Destinatário ausente

Tentei escrever uma carta sem remetente. Sem data, nome ou saudação. Não consegui. Ela teria, sim, a força de um desejo cadente. Certamente, muito certamente. Não pouparia pieguice alguma. Estariam lá, esparramados, meus deleites e, principalmente, minhas bazófias. Contaria histórias engraçadas, mas não dessas de cair no chão a galhofas. Não, não... Seriam contos de canto de riso. Despertaria à destinatária a lembrança de sorrisos bobos. Ela não lembraria exatamente dos motivos, apenas das sensações, assim como me recordo do seu beijo discreto em meu ombro enquanto andávamos de mãos dadas. Ninguém mais pôde ver. Nem eu mesmo pude. Quando exitei inclinar-me já era tarde demais. Movimentos cautelosos minha destinatária tinha. De certo, não faria nenhum grande elogio. Um obrigado, sim, educada que tenta ser, mas nada que pudesse garantir o convencimento de que tanto sinto esmorecer a cada dia. Ah... Lembraria de tecer comentários sobre minha caligrafia caprichada.
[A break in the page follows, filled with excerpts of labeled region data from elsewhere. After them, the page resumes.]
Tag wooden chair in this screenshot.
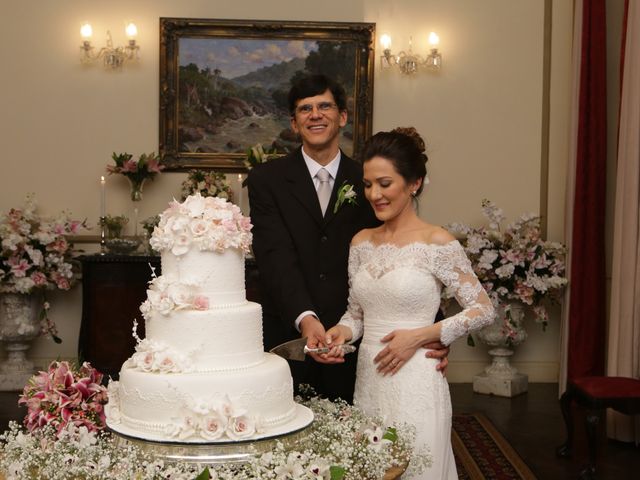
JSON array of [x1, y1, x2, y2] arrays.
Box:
[[556, 377, 640, 480]]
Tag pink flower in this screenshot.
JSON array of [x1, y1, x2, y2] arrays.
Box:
[[31, 272, 47, 287], [56, 277, 71, 290], [193, 295, 209, 310], [7, 258, 31, 278], [121, 158, 138, 173], [147, 157, 164, 173], [514, 282, 535, 305]]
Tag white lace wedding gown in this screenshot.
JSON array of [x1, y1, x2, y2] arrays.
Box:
[[340, 241, 493, 480]]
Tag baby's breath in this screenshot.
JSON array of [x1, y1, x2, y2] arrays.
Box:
[[0, 390, 431, 480]]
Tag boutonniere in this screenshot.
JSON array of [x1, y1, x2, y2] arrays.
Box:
[[333, 182, 358, 213]]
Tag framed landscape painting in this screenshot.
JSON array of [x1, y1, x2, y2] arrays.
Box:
[[159, 18, 375, 172]]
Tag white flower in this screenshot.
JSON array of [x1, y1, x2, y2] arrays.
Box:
[[478, 249, 498, 270], [496, 263, 516, 278], [182, 193, 205, 218], [78, 425, 98, 448], [466, 234, 487, 253], [364, 427, 391, 451], [171, 233, 191, 256], [152, 297, 176, 315], [273, 461, 305, 480], [163, 418, 182, 438], [104, 404, 122, 425], [200, 410, 228, 440], [157, 353, 180, 373], [307, 458, 331, 480], [227, 415, 256, 440], [190, 219, 209, 237], [7, 462, 24, 480]]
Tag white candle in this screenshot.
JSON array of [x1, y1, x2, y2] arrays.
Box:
[[133, 207, 138, 238], [100, 175, 107, 217], [238, 173, 244, 211]]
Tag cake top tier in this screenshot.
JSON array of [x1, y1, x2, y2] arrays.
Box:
[[149, 193, 253, 255]]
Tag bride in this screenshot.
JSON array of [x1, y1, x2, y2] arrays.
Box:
[[325, 128, 493, 480]]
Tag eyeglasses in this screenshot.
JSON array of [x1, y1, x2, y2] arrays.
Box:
[[296, 102, 338, 116]]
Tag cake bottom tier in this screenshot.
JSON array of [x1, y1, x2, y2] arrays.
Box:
[[105, 353, 313, 443]]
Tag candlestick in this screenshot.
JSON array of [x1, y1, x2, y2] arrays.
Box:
[[133, 207, 138, 239], [100, 176, 107, 218], [238, 173, 244, 212]]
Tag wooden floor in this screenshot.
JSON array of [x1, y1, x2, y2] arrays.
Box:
[[0, 383, 640, 480]]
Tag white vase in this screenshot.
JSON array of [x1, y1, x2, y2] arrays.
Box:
[[473, 303, 528, 397], [0, 293, 42, 391]]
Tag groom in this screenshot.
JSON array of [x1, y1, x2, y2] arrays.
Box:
[[248, 75, 448, 402]]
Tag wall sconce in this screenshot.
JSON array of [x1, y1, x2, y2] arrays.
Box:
[[380, 32, 442, 75], [80, 22, 140, 69]]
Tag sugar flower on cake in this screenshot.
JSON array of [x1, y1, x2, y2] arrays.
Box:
[[125, 338, 192, 373], [150, 193, 252, 256], [140, 275, 209, 320], [200, 410, 229, 440], [104, 380, 122, 424], [227, 415, 256, 440]]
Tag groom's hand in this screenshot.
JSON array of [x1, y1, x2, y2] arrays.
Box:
[[424, 342, 449, 376], [300, 315, 344, 363]]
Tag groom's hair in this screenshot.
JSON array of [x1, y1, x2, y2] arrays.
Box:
[[289, 74, 347, 117]]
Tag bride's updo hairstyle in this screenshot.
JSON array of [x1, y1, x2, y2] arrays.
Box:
[[361, 127, 429, 197]]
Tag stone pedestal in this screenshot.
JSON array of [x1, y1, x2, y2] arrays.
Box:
[[473, 304, 529, 397], [0, 372, 34, 392], [473, 372, 529, 397], [0, 293, 40, 392]]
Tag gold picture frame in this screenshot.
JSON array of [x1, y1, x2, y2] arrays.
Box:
[[159, 18, 375, 173]]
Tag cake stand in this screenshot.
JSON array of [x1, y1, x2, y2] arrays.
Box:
[[109, 404, 313, 465]]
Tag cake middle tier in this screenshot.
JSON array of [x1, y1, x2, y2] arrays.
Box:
[[161, 245, 246, 306], [144, 301, 264, 372]]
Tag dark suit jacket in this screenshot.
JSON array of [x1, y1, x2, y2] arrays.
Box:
[[248, 148, 379, 401]]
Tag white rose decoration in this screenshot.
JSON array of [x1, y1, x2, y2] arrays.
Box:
[[200, 411, 228, 440], [227, 415, 256, 440]]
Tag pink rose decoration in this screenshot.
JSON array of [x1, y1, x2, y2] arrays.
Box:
[[193, 295, 209, 310]]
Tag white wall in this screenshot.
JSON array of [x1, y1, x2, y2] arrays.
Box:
[[0, 0, 571, 381]]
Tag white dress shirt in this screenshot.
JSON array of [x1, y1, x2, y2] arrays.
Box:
[[295, 147, 340, 331]]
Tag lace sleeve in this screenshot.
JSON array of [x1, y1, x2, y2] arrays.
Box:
[[338, 246, 364, 343], [432, 241, 494, 345]]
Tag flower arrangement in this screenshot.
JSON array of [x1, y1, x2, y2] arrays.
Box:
[[107, 152, 164, 202], [100, 215, 129, 238], [0, 195, 86, 343], [18, 362, 107, 437], [181, 170, 233, 201], [140, 215, 160, 238], [149, 193, 253, 255], [444, 200, 567, 329], [0, 388, 431, 480]]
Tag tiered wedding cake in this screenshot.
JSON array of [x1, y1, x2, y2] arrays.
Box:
[[106, 194, 313, 443]]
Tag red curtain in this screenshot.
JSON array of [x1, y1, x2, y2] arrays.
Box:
[[567, 0, 607, 379]]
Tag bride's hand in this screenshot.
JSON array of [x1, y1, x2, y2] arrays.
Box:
[[373, 330, 420, 375], [321, 325, 352, 363]]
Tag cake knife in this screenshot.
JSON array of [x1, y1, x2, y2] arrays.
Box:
[[269, 337, 356, 362]]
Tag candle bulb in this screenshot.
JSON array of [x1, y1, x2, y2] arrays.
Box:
[[100, 176, 107, 217]]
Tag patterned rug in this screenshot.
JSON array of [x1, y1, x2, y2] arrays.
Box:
[[451, 414, 536, 480]]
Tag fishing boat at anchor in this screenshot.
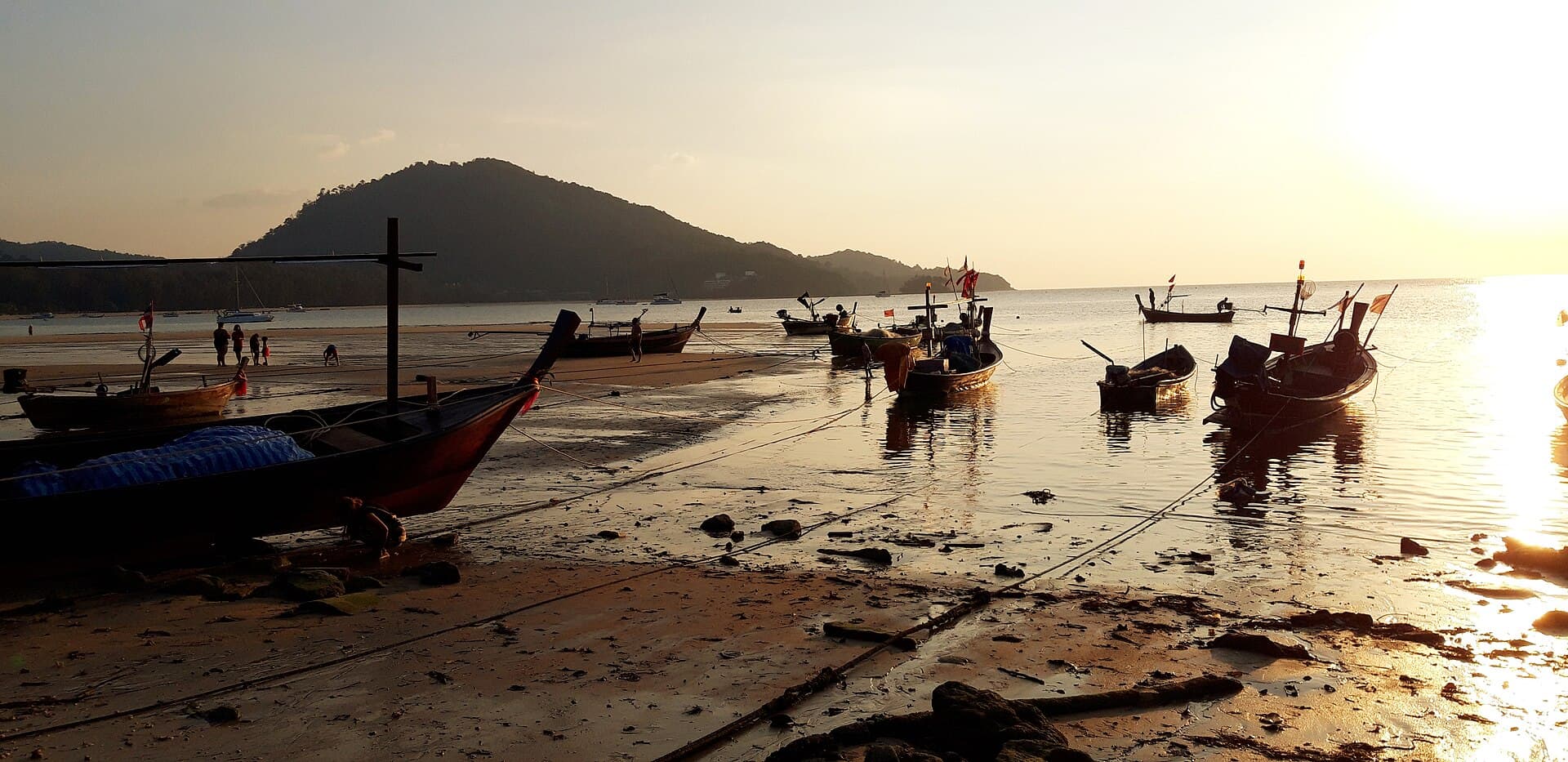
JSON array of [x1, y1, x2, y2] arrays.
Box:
[[1132, 276, 1236, 323], [774, 293, 853, 336], [1205, 262, 1399, 430], [875, 285, 1002, 394], [8, 304, 249, 430], [469, 307, 707, 358]]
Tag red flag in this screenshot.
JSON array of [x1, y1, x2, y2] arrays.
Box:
[[963, 270, 980, 300]]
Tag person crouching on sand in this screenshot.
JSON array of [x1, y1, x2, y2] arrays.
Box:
[[632, 319, 643, 362], [212, 326, 229, 365]]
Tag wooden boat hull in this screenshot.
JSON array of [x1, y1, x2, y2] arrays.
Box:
[[0, 385, 539, 554], [1552, 377, 1568, 420], [1096, 343, 1198, 411], [561, 307, 707, 358], [0, 310, 578, 559], [1205, 343, 1377, 430], [1138, 305, 1236, 323], [828, 331, 920, 358], [17, 378, 240, 430], [784, 317, 850, 336]]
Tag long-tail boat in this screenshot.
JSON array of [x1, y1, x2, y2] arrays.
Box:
[[1205, 262, 1399, 430], [828, 326, 925, 358], [1084, 342, 1198, 411], [17, 304, 249, 430], [776, 293, 852, 336], [876, 285, 1002, 400]]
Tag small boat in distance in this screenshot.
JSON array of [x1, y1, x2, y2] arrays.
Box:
[[218, 265, 273, 324], [774, 293, 852, 336], [1084, 342, 1198, 411], [1203, 262, 1399, 431]]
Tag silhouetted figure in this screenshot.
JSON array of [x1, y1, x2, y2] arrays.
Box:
[[212, 326, 229, 365], [229, 323, 245, 362], [632, 319, 643, 362]]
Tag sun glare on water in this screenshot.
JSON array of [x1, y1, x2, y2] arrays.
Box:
[[1343, 2, 1568, 225]]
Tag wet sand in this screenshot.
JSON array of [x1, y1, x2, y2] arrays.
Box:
[[0, 318, 1563, 760]]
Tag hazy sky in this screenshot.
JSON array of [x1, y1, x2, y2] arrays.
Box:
[[0, 0, 1568, 287]]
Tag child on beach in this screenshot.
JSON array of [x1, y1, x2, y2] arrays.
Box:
[[212, 326, 229, 365]]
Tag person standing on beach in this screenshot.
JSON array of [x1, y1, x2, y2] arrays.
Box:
[[212, 326, 229, 365], [632, 319, 643, 362]]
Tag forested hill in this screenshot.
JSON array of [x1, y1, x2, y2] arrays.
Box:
[[0, 158, 1005, 312]]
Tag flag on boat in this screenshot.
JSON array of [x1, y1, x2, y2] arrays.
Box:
[[963, 270, 980, 300]]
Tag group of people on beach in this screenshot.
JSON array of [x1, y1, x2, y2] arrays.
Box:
[[212, 323, 273, 365]]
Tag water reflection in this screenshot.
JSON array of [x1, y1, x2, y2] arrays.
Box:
[[1099, 384, 1192, 453], [883, 385, 997, 462], [1203, 411, 1365, 501]]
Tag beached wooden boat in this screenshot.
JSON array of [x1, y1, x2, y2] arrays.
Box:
[[17, 367, 249, 430], [1552, 377, 1568, 420], [561, 307, 707, 358], [1132, 293, 1236, 323], [0, 310, 578, 557], [828, 328, 925, 358], [1096, 343, 1198, 411], [876, 301, 1002, 400], [1205, 271, 1399, 430]]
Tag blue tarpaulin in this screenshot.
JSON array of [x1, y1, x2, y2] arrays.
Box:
[[12, 426, 312, 497]]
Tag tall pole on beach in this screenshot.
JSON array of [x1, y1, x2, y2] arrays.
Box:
[[385, 216, 400, 414]]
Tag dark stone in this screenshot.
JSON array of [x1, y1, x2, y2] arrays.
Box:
[[196, 704, 240, 724], [817, 547, 892, 566], [403, 561, 462, 586], [1205, 632, 1312, 662], [104, 566, 149, 593], [762, 519, 800, 539], [699, 513, 735, 535], [256, 569, 348, 602], [343, 577, 385, 593], [163, 574, 227, 599]]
Pois sim, escreveria tudo a próprio punho. Deixaria escapar certos vícios caligráficos, é verdade, mas coisa pouca, alguns erres e és reescritos uns sobre os outros, talvez um descuido na margem direita. E esperaria com afinco a resposta. Sim, esperaria o tempo que fosse por qualquer repercussão que fosse. Imaginaria o momento exato da abertura do envelope, do estranhamento causado por tamanha audácia, da leitura passageira e da leitura atenta. Feito isso, simularia diálogos de reencontros, falaria em alta voz nas noites de insônia o quanto estive a esperar e imaginar e sentir taquicardias. Mas não consegui, como já disse. Destinatário ausente. Nova tentativa de entrega. Destinatário ausente.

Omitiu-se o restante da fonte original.